Lists help us organise our lives, arrange our thoughts. Give us clarity in a chaotic world.
For those of us who scrutinise charts for our careers, charts can bring joy, or pain. An American record producer buddy was so traumatized when his artist failed to crack one particular albums chart, he used the paper it was printed on when he visited the bogs.
Another true story: we’re deep into end-of-year chart season. Spotify and Apple Music just released their global lists, and they’ll keep coming until early in the New Year when ARIA releases its annual surveys.

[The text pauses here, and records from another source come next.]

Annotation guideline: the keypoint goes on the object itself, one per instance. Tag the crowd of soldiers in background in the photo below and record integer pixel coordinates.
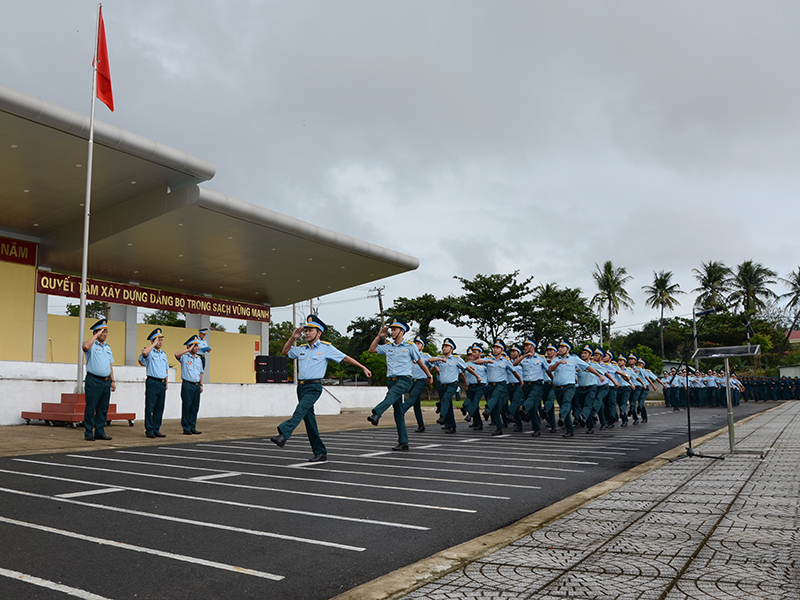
(622, 394)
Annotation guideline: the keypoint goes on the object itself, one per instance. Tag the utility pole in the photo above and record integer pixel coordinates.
(379, 294)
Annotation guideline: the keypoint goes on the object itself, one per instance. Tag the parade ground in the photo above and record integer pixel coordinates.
(227, 514)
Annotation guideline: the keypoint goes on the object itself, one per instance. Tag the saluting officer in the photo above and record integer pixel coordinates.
(155, 386)
(191, 385)
(98, 383)
(399, 358)
(420, 382)
(312, 362)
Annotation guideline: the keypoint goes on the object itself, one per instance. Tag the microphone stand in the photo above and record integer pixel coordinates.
(690, 451)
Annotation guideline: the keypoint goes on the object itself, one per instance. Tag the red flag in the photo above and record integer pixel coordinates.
(103, 70)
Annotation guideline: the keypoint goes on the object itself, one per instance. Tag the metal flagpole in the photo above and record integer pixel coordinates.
(87, 212)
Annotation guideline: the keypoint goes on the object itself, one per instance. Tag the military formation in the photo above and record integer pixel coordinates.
(555, 391)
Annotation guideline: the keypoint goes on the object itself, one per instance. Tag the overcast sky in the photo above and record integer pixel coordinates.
(480, 137)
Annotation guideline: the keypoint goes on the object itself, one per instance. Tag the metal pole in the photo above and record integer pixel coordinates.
(87, 214)
(731, 433)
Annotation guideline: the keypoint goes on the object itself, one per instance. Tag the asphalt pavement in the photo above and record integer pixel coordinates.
(228, 514)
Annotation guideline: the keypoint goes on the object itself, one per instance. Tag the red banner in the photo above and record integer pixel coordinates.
(18, 251)
(57, 284)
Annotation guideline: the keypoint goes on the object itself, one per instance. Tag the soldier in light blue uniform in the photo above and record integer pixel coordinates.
(399, 358)
(648, 377)
(312, 363)
(586, 390)
(155, 386)
(514, 382)
(98, 383)
(564, 370)
(475, 390)
(451, 367)
(202, 345)
(548, 392)
(191, 385)
(420, 382)
(625, 390)
(534, 374)
(498, 367)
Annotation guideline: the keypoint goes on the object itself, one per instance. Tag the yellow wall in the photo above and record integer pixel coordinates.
(63, 343)
(17, 293)
(232, 356)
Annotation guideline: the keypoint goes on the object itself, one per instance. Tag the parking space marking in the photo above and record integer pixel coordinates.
(286, 477)
(139, 513)
(345, 462)
(205, 477)
(90, 492)
(232, 503)
(251, 487)
(122, 545)
(58, 587)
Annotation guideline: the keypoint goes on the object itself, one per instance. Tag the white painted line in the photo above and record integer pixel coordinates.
(231, 503)
(383, 465)
(139, 513)
(215, 476)
(180, 557)
(253, 487)
(273, 476)
(90, 492)
(58, 587)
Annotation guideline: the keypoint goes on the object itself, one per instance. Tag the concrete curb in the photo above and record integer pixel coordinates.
(407, 579)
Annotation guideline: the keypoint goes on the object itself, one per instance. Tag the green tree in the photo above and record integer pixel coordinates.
(165, 318)
(561, 312)
(749, 284)
(94, 310)
(661, 294)
(422, 310)
(713, 278)
(792, 298)
(611, 293)
(494, 305)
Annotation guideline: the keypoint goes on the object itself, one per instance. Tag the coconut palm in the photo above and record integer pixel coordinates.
(713, 278)
(661, 294)
(749, 286)
(792, 297)
(612, 294)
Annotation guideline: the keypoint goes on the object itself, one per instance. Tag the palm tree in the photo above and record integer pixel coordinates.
(749, 285)
(661, 294)
(793, 297)
(611, 285)
(713, 278)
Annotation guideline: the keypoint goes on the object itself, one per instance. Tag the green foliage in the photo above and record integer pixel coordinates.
(558, 313)
(494, 305)
(165, 318)
(653, 361)
(422, 310)
(375, 363)
(94, 310)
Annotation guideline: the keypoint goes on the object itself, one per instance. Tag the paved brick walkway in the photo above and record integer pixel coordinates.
(696, 528)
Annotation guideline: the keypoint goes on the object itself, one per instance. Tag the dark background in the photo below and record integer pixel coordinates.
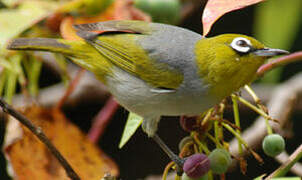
(141, 157)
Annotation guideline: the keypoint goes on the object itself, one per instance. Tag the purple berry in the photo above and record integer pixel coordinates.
(196, 165)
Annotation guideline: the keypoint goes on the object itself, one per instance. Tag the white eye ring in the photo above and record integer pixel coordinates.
(244, 48)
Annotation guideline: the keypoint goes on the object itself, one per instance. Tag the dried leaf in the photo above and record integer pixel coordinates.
(15, 21)
(28, 157)
(216, 8)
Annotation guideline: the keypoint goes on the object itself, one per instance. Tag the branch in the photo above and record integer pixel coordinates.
(39, 133)
(283, 101)
(290, 162)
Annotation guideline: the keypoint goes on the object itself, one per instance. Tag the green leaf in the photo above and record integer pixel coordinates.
(133, 122)
(15, 21)
(276, 25)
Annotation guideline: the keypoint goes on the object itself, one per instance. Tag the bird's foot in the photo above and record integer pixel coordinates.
(176, 159)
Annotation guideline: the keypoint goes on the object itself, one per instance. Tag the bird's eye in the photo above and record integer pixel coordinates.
(241, 45)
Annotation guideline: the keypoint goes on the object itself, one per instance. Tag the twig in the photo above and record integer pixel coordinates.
(283, 158)
(283, 169)
(39, 133)
(282, 103)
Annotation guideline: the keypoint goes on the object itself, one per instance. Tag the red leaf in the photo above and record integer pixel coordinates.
(217, 8)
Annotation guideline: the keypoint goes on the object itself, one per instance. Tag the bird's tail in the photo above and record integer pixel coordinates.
(66, 47)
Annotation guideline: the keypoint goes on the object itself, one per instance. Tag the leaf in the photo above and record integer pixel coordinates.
(214, 9)
(280, 178)
(276, 29)
(28, 157)
(15, 21)
(133, 122)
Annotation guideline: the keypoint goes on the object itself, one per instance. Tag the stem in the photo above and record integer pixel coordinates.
(39, 133)
(258, 102)
(177, 160)
(218, 144)
(229, 128)
(254, 108)
(237, 122)
(201, 145)
(166, 171)
(285, 167)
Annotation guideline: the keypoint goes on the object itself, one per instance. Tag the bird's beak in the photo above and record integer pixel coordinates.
(269, 52)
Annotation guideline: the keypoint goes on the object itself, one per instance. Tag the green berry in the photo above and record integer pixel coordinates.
(273, 145)
(220, 160)
(196, 165)
(186, 177)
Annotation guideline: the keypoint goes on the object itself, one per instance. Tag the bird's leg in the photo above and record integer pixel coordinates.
(178, 161)
(150, 127)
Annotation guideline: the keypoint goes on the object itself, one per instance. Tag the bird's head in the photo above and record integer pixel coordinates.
(229, 61)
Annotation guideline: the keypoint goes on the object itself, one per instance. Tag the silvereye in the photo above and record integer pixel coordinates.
(157, 69)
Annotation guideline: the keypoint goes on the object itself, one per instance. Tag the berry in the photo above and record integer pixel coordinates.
(273, 145)
(196, 165)
(220, 160)
(184, 141)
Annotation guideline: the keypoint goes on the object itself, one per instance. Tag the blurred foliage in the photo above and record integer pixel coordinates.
(277, 23)
(167, 11)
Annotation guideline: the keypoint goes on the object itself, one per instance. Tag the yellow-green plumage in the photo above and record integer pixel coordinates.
(224, 68)
(155, 69)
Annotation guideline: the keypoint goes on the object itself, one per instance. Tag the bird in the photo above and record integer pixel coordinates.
(155, 69)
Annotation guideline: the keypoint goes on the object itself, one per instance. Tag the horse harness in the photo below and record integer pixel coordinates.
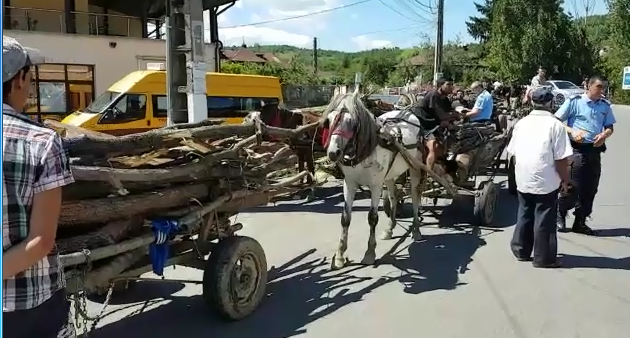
(388, 133)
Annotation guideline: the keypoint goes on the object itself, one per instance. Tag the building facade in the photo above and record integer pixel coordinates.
(87, 44)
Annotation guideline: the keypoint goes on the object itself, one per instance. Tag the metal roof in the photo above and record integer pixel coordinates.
(156, 8)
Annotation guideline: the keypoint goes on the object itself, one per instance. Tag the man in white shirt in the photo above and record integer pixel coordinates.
(540, 78)
(541, 147)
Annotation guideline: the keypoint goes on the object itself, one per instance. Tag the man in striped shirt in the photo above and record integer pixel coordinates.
(34, 168)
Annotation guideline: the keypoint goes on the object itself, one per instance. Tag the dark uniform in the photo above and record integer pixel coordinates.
(592, 117)
(430, 108)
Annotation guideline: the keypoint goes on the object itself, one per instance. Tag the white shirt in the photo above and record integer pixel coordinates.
(538, 140)
(537, 81)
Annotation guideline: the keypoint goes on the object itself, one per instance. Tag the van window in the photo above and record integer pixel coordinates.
(128, 108)
(160, 106)
(218, 106)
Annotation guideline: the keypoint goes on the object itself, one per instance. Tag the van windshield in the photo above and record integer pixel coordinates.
(102, 102)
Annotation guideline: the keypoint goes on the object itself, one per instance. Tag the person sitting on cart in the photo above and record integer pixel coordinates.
(433, 111)
(484, 105)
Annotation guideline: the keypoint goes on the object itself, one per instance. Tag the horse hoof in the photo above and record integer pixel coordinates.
(416, 235)
(369, 259)
(338, 262)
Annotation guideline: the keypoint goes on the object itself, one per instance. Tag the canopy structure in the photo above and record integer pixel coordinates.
(149, 8)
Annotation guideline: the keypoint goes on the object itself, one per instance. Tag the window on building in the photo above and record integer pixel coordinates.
(60, 89)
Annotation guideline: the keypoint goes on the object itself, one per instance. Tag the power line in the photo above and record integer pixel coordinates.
(298, 16)
(396, 11)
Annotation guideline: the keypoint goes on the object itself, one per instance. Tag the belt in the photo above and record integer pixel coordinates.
(587, 147)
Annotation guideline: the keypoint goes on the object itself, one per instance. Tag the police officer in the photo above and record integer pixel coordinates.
(590, 122)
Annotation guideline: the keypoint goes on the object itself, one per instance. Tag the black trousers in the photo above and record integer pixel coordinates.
(536, 227)
(49, 320)
(585, 171)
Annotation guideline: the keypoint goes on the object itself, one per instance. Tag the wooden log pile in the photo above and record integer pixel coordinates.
(197, 174)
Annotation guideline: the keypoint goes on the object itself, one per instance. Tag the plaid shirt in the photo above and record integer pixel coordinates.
(33, 161)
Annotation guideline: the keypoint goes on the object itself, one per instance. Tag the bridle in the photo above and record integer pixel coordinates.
(333, 130)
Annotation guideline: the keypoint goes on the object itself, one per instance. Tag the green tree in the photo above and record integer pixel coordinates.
(618, 55)
(480, 27)
(529, 34)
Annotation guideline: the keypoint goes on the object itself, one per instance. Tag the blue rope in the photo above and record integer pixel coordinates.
(163, 229)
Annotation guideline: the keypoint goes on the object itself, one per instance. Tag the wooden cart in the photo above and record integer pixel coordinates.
(458, 177)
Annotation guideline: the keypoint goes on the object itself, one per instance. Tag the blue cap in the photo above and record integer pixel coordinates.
(15, 57)
(541, 95)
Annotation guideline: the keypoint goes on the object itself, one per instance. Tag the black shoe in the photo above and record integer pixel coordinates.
(561, 222)
(580, 227)
(551, 265)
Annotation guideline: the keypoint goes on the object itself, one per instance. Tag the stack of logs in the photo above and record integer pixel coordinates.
(195, 174)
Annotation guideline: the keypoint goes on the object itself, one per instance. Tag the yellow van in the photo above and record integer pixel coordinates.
(138, 103)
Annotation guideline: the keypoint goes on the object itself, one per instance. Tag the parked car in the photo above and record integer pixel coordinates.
(562, 90)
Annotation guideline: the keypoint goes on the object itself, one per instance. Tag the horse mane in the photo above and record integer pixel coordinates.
(366, 129)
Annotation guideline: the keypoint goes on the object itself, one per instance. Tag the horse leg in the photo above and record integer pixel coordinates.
(391, 195)
(416, 191)
(370, 253)
(349, 190)
(310, 166)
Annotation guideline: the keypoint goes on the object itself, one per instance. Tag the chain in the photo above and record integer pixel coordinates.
(81, 316)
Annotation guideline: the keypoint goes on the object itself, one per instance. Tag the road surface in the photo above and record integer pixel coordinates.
(454, 284)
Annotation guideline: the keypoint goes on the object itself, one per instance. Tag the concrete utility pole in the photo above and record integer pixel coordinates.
(439, 42)
(185, 62)
(315, 61)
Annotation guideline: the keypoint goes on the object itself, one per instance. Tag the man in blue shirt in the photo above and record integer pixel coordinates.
(590, 121)
(482, 110)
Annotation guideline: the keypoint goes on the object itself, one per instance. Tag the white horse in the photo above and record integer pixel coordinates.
(353, 143)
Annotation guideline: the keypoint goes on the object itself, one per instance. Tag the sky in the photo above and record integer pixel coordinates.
(367, 25)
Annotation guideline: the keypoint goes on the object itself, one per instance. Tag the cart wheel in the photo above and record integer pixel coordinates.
(511, 177)
(502, 123)
(235, 277)
(485, 203)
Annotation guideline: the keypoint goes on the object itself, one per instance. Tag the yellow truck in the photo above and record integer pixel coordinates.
(138, 103)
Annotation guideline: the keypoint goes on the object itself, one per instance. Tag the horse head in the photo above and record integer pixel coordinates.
(349, 127)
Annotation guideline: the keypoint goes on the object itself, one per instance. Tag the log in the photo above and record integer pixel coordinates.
(66, 130)
(110, 234)
(185, 173)
(77, 258)
(253, 200)
(99, 279)
(193, 218)
(109, 209)
(166, 138)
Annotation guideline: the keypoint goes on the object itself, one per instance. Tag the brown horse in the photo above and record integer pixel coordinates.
(276, 116)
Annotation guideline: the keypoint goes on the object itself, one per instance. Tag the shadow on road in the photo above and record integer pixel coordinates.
(436, 262)
(595, 262)
(299, 292)
(613, 232)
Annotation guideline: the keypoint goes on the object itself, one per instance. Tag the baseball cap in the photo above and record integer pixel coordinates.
(15, 57)
(541, 95)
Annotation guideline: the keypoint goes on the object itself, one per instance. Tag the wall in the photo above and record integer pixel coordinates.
(111, 64)
(50, 18)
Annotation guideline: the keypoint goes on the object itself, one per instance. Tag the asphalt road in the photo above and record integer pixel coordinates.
(453, 284)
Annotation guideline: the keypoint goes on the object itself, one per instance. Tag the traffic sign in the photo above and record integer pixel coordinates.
(626, 79)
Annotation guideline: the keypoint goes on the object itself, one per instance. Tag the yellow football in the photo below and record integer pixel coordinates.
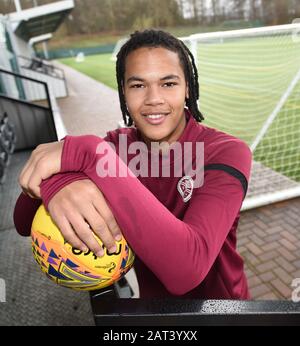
(71, 267)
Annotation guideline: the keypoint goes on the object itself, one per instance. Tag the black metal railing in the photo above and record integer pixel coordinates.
(28, 104)
(7, 144)
(42, 66)
(23, 88)
(114, 307)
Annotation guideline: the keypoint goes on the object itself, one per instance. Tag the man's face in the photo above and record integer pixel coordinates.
(155, 90)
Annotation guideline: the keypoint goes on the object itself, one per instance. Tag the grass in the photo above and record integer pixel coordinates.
(98, 67)
(241, 82)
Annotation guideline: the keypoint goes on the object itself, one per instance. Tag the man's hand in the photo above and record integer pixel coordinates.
(80, 210)
(44, 161)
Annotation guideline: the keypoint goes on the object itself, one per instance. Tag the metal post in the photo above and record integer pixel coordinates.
(18, 5)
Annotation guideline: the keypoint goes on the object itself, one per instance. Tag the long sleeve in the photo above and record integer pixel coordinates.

Admit it, you’ve got your own list. You’re just wondering whether to bin it or blast it.
Music charts are polarising. They’re either pointless, and they’ve been manipulated by kids with zero interest in the music, but they’ve got access to the Internet and they’re fascinated by all the naughty words. Or, the charts are the most scientific, most democratic analysis of music tastes in a territory, or worldwide, that we’ve ever had at our fingertips.
Whichever side of the “Pros and Cons” column you sit, one name keeps cropping up in those year-end lists: Tones And I.
Tones’ ‘Dance Monkey’ was No. 1 on the most-Shazamed list, No. 2 on Spotify’s most-streamed list, and No. 3 on Apple Music’s most-streamed tally, all published last week.
Those are astonishing results for a song that was released in the first half of 2019.
Technology and the way music fans connect with their fave tunes is, today, the main driver of charts.
And it was a one-time busker in Byron Bay and her outrageously popular song that made those connections in 2020.
Don’t expect ‘Dance Monkey’ to top any most-played surveys at the end of 2021. But feel free to add it to your list of ‘Top 10 Most Unlikely Hits’ and ‘All-Time Most Popular Aussie Songs’.